Parameter blocks encode inputs such as gauge couplings, soft-breaking terms, and fermion masses following conventions debated at meetings attended by delegates from Princeton Plasma Physics Laboratory, Brookhaven, Rutherford Appleton Laboratory, TRIUMF, and CEA. Block names and numerical conventions align with practices in codebases from University of Hamburg, University of Bonn, TU Munich, University of Paris, and University of Rome. The Accord specifies indexing, unit conventions, and complex-phase handling to ensure consistency with spectrum predictions produced by groups at University of Maryland, Rutgers University, University of Minnesota, University of Pittsburgh, and Stony Brook University.
Mass spectra and mixing matrix entries are provided in dedicated blocks so that decay calculators and event simulators at CERN Experimental Physics Division, Fermilab Detector Division, DESY Zeuthen, YITP Kyoto, and NIKHEF can reliably construct particle lists. Decay tables give total widths and branching ratios compatible with generator interfaces used by MadEvent, Sherpa, Calchep, and analysis frameworks developed at Korea Institute for Advanced Study, Indian Institute of Science, Tata Institute of Fundamental Research, and University of Melbourne. The approach enables cross-validation against results from collaborations with ties to SLAC, LBL, Indiana University, University of Wisconsin–Madison, and University of Florida.
Implementations exist in a wide range of tools produced by groups at Cambridge University, Osaka University, Seville University, University of Barcelona, and Peking University. Interfaces map the Accord’s blocks into internal data structures for spectrum generators, likelihood calculators, and detector-simulation chains used by researchers at ETH Zurich, University of Bern, University of Geneva, Stockholm University, and Uppsala University. Bindings and parsers have been contributed by teams from University of California, Santa Barbara, University of Liverpool, University of Manchester, Universidad Nacional Autónoma de México, and Pontifical Catholic University of Chile.

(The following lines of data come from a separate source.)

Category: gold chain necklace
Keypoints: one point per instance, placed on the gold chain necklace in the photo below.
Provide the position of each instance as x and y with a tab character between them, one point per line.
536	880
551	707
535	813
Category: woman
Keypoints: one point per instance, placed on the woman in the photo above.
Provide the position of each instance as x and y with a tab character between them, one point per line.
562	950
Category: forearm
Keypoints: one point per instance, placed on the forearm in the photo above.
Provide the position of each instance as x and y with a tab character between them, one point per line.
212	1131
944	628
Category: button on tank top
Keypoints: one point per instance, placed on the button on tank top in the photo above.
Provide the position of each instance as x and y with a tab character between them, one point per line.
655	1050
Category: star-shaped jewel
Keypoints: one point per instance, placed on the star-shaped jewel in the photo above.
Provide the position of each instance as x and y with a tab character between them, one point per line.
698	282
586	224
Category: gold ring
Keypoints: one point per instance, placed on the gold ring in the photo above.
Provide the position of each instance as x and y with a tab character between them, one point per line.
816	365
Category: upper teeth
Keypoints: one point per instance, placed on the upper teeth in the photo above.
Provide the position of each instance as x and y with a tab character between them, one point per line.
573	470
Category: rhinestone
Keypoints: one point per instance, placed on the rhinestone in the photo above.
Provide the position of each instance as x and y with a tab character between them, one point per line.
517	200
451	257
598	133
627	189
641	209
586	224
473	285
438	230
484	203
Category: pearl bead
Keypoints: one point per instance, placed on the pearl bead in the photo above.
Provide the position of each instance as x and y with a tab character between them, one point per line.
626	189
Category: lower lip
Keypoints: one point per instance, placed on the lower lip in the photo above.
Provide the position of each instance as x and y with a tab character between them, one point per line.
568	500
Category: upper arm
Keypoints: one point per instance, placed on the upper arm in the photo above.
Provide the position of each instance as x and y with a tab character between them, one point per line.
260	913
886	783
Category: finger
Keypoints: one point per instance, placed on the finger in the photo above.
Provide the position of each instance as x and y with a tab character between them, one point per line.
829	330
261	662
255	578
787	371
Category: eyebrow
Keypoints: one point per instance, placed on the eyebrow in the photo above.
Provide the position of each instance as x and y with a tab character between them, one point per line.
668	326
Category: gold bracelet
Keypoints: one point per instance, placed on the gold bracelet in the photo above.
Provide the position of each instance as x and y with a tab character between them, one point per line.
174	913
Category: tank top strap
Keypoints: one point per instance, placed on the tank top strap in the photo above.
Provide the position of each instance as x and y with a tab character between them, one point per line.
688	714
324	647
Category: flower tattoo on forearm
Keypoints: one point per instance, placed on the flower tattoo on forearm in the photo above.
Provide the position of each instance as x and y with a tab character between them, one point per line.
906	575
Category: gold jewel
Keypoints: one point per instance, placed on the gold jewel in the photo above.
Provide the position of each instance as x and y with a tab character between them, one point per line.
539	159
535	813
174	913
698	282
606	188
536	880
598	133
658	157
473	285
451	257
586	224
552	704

The Accord’s adoption facilitated reproducibility and cross-tool comparison across collaborations such as ATLAS, CMS, International Linear Collider community, Belle II experiment, and IceCube Neutrino Observatory analysis groups. It shaped downstream standards discussed at workshops hosted by European Physical Society, American Physical Society, International Conference on High Energy Physics, Lepton-Photon Symposium, and Les Houches Summer School and influenced software ecosystems maintained by consortia at CERN Openlab, HEP Software Foundation, Open Science Grid, and Worldwide LHC Computing Grid. The widespread use across laboratories including Fermilab, DESY, KEK, and universities worldwide underscores its role in coordinating theoretical predictions with experimental searches coordinated by groups in particle physics networks.